12/28/2006

Vincent Gallo Interview



Actor director Vincent Gallo seems to know everyone on the New York's Lower East Side from ex-cons and street kids to effete gallery owners. Every five minutes during the interview, we'd be interrupted by someone he knew just walking down the street. Compulsively extroverted, Gallo resembles a distracted man on the edge. But, the high quality of his art belies this appearance; it shows a man willing to immerse himself in life with a deep level of concentration. All of this only leads to more contradictions, for someone so open, friendly and well connected, he is certainly not a man at peace with himself or his world. Two of his favorite filmmakers, Pasolini and Ozu, illustrate opposite sides of his nature; his internal balance between the turbulent, excessive world of Passolini and the eternal calm and the quest for simplification of Ozu.

His memorable and idiosyncratic film, Buffalo 66, was well received by critics all across the board.
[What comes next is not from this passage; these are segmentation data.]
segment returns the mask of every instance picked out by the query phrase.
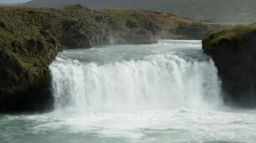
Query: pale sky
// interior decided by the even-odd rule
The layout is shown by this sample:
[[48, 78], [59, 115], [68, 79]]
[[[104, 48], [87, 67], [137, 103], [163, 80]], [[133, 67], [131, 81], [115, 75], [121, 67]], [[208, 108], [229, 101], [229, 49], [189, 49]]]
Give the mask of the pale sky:
[[31, 0], [0, 0], [0, 3], [24, 3], [30, 1]]

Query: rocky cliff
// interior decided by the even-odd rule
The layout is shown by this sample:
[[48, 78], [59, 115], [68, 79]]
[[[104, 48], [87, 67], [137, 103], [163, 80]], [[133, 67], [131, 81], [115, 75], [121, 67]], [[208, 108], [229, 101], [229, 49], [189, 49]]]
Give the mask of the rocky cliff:
[[[48, 66], [58, 51], [157, 39], [199, 39], [212, 25], [168, 13], [0, 7], [0, 111], [52, 107]], [[195, 26], [196, 25], [196, 26]]]
[[209, 32], [202, 40], [222, 78], [226, 101], [256, 106], [256, 24]]

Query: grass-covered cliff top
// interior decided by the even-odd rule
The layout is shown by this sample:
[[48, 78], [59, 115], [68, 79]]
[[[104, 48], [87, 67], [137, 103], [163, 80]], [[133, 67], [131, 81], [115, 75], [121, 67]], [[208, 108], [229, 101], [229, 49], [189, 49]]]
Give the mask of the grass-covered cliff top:
[[245, 35], [252, 32], [256, 32], [256, 23], [209, 31], [203, 39], [202, 43], [208, 45], [208, 48], [212, 49], [223, 41], [231, 45], [242, 44], [246, 40]]

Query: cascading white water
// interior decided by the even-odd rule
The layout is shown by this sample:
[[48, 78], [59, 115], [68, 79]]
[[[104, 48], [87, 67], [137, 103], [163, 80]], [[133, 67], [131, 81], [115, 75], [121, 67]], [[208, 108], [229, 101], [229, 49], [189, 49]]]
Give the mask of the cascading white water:
[[[141, 54], [137, 59], [129, 56], [126, 60], [103, 63], [74, 60], [74, 56], [70, 59], [72, 56], [68, 54], [57, 57], [50, 66], [55, 108], [106, 112], [205, 108], [219, 104], [219, 81], [214, 63], [209, 59], [194, 60], [172, 49], [180, 49], [182, 44], [191, 49], [186, 43], [173, 44], [164, 41], [153, 45], [152, 49], [142, 50], [151, 50], [153, 54]], [[163, 52], [156, 51], [161, 45], [169, 49]], [[104, 57], [107, 55], [106, 49], [111, 50], [95, 49], [98, 55], [91, 54], [96, 54], [96, 58]], [[132, 49], [136, 52], [136, 48]], [[115, 50], [125, 55], [126, 52], [121, 47]], [[78, 54], [75, 55], [77, 59], [88, 56], [81, 51], [73, 53]]]
[[55, 109], [0, 114], [3, 142], [254, 142], [256, 110], [222, 105], [200, 41], [66, 50], [50, 66]]

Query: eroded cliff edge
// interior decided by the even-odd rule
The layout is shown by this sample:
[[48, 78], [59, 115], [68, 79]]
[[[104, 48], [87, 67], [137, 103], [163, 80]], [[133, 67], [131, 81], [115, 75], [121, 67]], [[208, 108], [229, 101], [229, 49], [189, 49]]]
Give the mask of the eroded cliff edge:
[[202, 44], [218, 68], [226, 102], [255, 107], [256, 24], [210, 31]]
[[48, 66], [62, 49], [200, 39], [218, 27], [152, 11], [0, 7], [0, 111], [53, 107]]

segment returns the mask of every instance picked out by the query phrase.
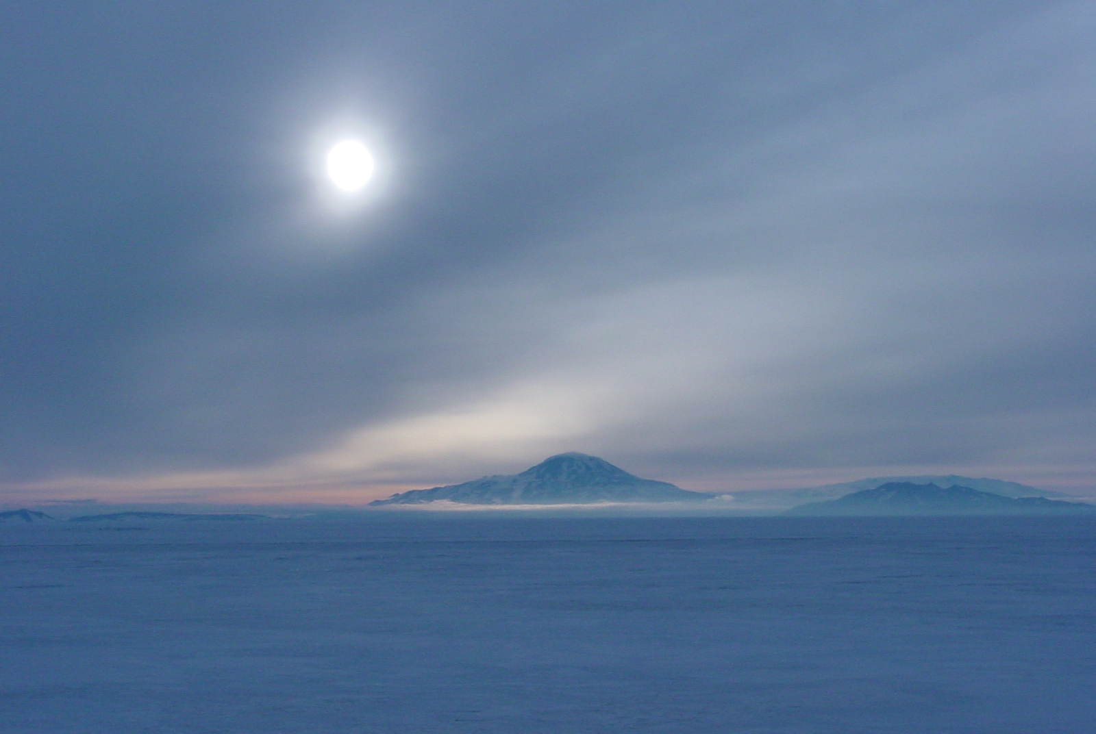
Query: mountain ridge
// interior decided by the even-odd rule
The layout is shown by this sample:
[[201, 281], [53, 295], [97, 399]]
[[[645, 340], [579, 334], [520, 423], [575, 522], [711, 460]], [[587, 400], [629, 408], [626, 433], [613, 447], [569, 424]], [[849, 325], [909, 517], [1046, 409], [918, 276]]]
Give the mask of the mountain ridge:
[[1065, 515], [1096, 514], [1096, 505], [1007, 497], [970, 486], [888, 482], [827, 502], [798, 505], [785, 515]]
[[517, 474], [481, 477], [459, 484], [411, 490], [370, 506], [448, 501], [468, 505], [563, 505], [606, 502], [697, 502], [713, 495], [670, 482], [641, 479], [605, 459], [578, 451], [557, 454]]

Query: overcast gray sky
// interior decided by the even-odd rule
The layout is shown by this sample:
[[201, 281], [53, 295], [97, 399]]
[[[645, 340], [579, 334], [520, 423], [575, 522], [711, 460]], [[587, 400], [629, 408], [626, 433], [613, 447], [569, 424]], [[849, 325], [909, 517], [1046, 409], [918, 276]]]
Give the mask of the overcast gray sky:
[[4, 15], [12, 502], [1096, 491], [1096, 2]]

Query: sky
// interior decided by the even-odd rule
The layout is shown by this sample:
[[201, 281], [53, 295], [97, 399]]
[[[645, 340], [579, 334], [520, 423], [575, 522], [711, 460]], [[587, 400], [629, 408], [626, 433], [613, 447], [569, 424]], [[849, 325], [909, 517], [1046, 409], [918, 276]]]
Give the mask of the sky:
[[1096, 494], [1096, 2], [4, 15], [0, 501]]

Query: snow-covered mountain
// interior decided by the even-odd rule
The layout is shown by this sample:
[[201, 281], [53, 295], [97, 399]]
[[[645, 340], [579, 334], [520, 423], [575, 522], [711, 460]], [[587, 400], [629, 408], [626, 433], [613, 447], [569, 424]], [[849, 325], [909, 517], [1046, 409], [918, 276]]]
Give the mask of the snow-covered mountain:
[[911, 484], [935, 484], [940, 488], [969, 486], [980, 492], [989, 492], [1005, 497], [1066, 497], [1061, 492], [1040, 490], [1018, 482], [1006, 482], [1001, 479], [974, 479], [972, 477], [960, 477], [958, 474], [923, 474], [916, 477], [872, 477], [860, 479], [855, 482], [842, 482], [840, 484], [823, 484], [821, 486], [804, 486], [794, 490], [752, 490], [747, 492], [737, 492], [734, 494], [735, 504], [744, 507], [792, 507], [804, 502], [824, 502], [836, 500], [854, 492], [874, 490], [891, 482], [907, 482]]
[[571, 452], [549, 457], [520, 474], [499, 474], [432, 490], [412, 490], [369, 504], [412, 505], [446, 500], [470, 505], [564, 505], [695, 502], [711, 496], [669, 482], [640, 479], [604, 459]]
[[1096, 505], [1046, 497], [1006, 497], [970, 486], [888, 482], [829, 502], [812, 502], [787, 515], [1096, 515]]

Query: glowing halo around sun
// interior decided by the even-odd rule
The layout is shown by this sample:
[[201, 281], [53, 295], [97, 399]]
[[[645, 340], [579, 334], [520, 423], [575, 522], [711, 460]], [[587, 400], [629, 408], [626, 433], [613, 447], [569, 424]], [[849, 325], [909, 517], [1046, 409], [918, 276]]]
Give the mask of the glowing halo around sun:
[[369, 183], [374, 167], [368, 148], [357, 140], [343, 140], [328, 151], [328, 177], [336, 188], [347, 194]]

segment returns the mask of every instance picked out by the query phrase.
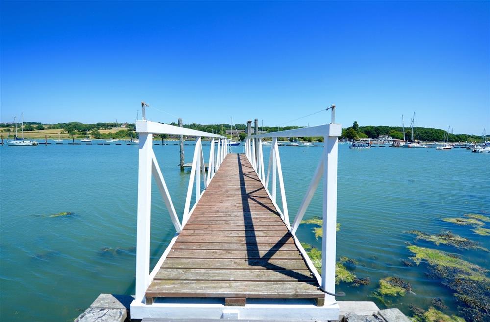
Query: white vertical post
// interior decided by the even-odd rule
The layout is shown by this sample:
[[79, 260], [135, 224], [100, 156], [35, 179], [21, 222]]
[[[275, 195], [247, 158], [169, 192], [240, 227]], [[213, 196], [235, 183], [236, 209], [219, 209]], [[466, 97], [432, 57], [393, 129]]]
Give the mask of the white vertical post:
[[255, 171], [257, 171], [257, 163], [256, 162], [256, 158], [255, 158], [255, 140], [254, 140], [253, 139], [252, 139], [252, 148], [251, 148], [251, 152], [252, 152], [252, 153], [251, 153], [251, 154], [252, 154], [252, 160], [251, 160], [251, 161], [252, 161], [252, 167], [253, 167], [253, 169], [255, 169]]
[[209, 161], [208, 161], [208, 183], [209, 183], [213, 175], [214, 174], [214, 138], [211, 139], [211, 142], [209, 144], [211, 146], [209, 147]]
[[[335, 293], [337, 234], [337, 137], [325, 136], [323, 155], [323, 237], [321, 241], [321, 287]], [[335, 300], [325, 295], [325, 299]]]
[[221, 162], [220, 162], [220, 155], [221, 155], [221, 139], [220, 139], [218, 140], [218, 147], [216, 149], [216, 170], [217, 171], [218, 168], [220, 168], [220, 165], [221, 164]]
[[[204, 153], [202, 151], [202, 141], [201, 141], [201, 144], [199, 145], [199, 154], [201, 157], [201, 169], [199, 170], [201, 173], [202, 174], [202, 182], [204, 185], [204, 189], [206, 189], [208, 188], [208, 178], [207, 176], [206, 175], [206, 163], [204, 163]], [[208, 165], [209, 167], [209, 165]], [[208, 168], [208, 172], [209, 172], [209, 168]]]
[[281, 201], [282, 202], [282, 214], [286, 225], [290, 227], [289, 215], [288, 212], [288, 203], [286, 200], [286, 190], [284, 188], [284, 180], [282, 176], [282, 167], [281, 165], [281, 157], [279, 155], [279, 146], [275, 149], [274, 153], [275, 165], [277, 168], [277, 176], [279, 178], [279, 187], [281, 190]]
[[277, 165], [275, 157], [275, 150], [277, 149], [277, 139], [272, 140], [272, 201], [276, 202], [276, 190], [277, 188]]
[[261, 178], [261, 180], [264, 181], [264, 180], [266, 178], [266, 176], [264, 173], [264, 151], [262, 150], [262, 139], [260, 139], [260, 140], [259, 141], [259, 160], [260, 165], [260, 173], [259, 173], [259, 176]]
[[198, 153], [196, 164], [196, 203], [197, 203], [201, 198], [201, 137], [196, 141], [195, 149]]
[[150, 283], [153, 134], [140, 133], [139, 150], [135, 299], [143, 302], [145, 293]]

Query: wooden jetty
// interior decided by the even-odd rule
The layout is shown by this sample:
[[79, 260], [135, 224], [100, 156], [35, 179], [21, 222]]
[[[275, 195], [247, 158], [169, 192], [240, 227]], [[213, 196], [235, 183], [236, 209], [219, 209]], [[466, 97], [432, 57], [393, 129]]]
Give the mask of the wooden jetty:
[[[335, 271], [337, 138], [341, 124], [254, 135], [249, 129], [245, 153], [238, 154], [229, 153], [229, 139], [216, 134], [144, 119], [136, 122], [136, 130], [140, 145], [136, 295], [131, 305], [131, 318], [338, 319]], [[177, 213], [153, 152], [153, 134], [198, 138], [181, 215]], [[324, 153], [292, 224], [277, 138], [320, 136], [325, 143]], [[207, 163], [202, 137], [212, 138]], [[264, 137], [273, 139], [267, 169]], [[152, 178], [176, 230], [153, 268], [150, 266]], [[295, 232], [322, 179], [320, 274]], [[277, 198], [281, 198], [280, 207]]]
[[[217, 203], [217, 199], [220, 201]], [[146, 292], [154, 297], [313, 298], [325, 293], [245, 154], [228, 154]]]

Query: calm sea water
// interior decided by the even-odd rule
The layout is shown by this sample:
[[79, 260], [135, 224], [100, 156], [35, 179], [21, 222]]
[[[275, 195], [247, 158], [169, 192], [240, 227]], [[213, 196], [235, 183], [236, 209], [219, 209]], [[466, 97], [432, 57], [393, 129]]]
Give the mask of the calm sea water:
[[[241, 147], [233, 149], [242, 151]], [[265, 155], [270, 149], [264, 147]], [[187, 162], [193, 149], [186, 147]], [[178, 147], [154, 150], [181, 213], [189, 172], [177, 166]], [[292, 218], [322, 150], [280, 148]], [[137, 155], [133, 146], [0, 147], [0, 321], [72, 321], [101, 293], [134, 293]], [[153, 192], [154, 265], [174, 230], [156, 187]], [[306, 216], [321, 215], [320, 196], [319, 190]], [[490, 212], [489, 200], [490, 155], [462, 149], [360, 151], [340, 145], [338, 257], [356, 259], [355, 273], [371, 280], [367, 286], [338, 286], [347, 293], [342, 299], [374, 300], [369, 295], [377, 281], [397, 276], [411, 283], [416, 295], [392, 306], [408, 313], [410, 304], [426, 308], [441, 297], [457, 313], [452, 292], [427, 277], [424, 265], [402, 264], [410, 256], [406, 244], [414, 240], [404, 232], [451, 230], [490, 248], [488, 237], [441, 220]], [[64, 211], [73, 214], [49, 217]], [[320, 247], [312, 228], [300, 227], [298, 237]], [[490, 267], [488, 253], [437, 248]]]

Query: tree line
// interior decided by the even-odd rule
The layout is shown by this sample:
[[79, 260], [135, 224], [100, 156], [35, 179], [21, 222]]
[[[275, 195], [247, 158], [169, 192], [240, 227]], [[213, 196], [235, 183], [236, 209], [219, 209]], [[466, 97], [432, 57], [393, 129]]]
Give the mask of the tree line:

His band, Gallo, formed with actor Lucas Haas, Bunny, (Lucas starred as the child in Witness and more recently in Mars Attacks) has a on Sony/Workgroup that Gallo will recorded in a newly constructed studio in his Hollywood home. He also composed the soundtrack for the Buffallo 66 and stars in countless other Hollywood and indie films

I heard that you insist upon being on the cover for your print interviews?

Vincent Gallo: I feel I give a very engaging bold outspoken interview with thoughts I've reasoned out my whole life. So they are gifts to the world. But in giving these gifts to the world, I suffer consequence. I have people who don't like me. I have people who won't work with me. When it gets to the executives at Warner Brothers, all they know is that I'm a loose canon. When it gets to actors and directors I've personally mentioned, there is eliminated work opportunities. So all I ask for in return is a validation from the magazine that they at least support me as a person to put me on the cover. Without that, I'm just the quack the magazine uses inside the magazine to entertain a bunch of potheads who get off on reading someone who doesn't like pot. If I'm on the cover, it means we may not agree with what he is saying, but at least he's got a reasoned out point of view.

What's wrong with pot?

VG: One of the reasons I have such a negative reaction to pot is that most of the ways people take it. They smoke it. The side effect is that there are fumes. Since it is a narcotic, I find it quite rude that people smoke it publicly. The same fuckin' hippy cocksuckers who protest a plastics plant: it is okay that they dose me with this evil narcotic. The real problem I have with drugs is that it is incredibly mainstream behavior. All the drug addicts who think they are so interesting, they remind me of television. That's how prime-time they are. There is no aesthetic to taking drugs. There is no cultural movement that is attached to it except some of the dancing around ecstasy.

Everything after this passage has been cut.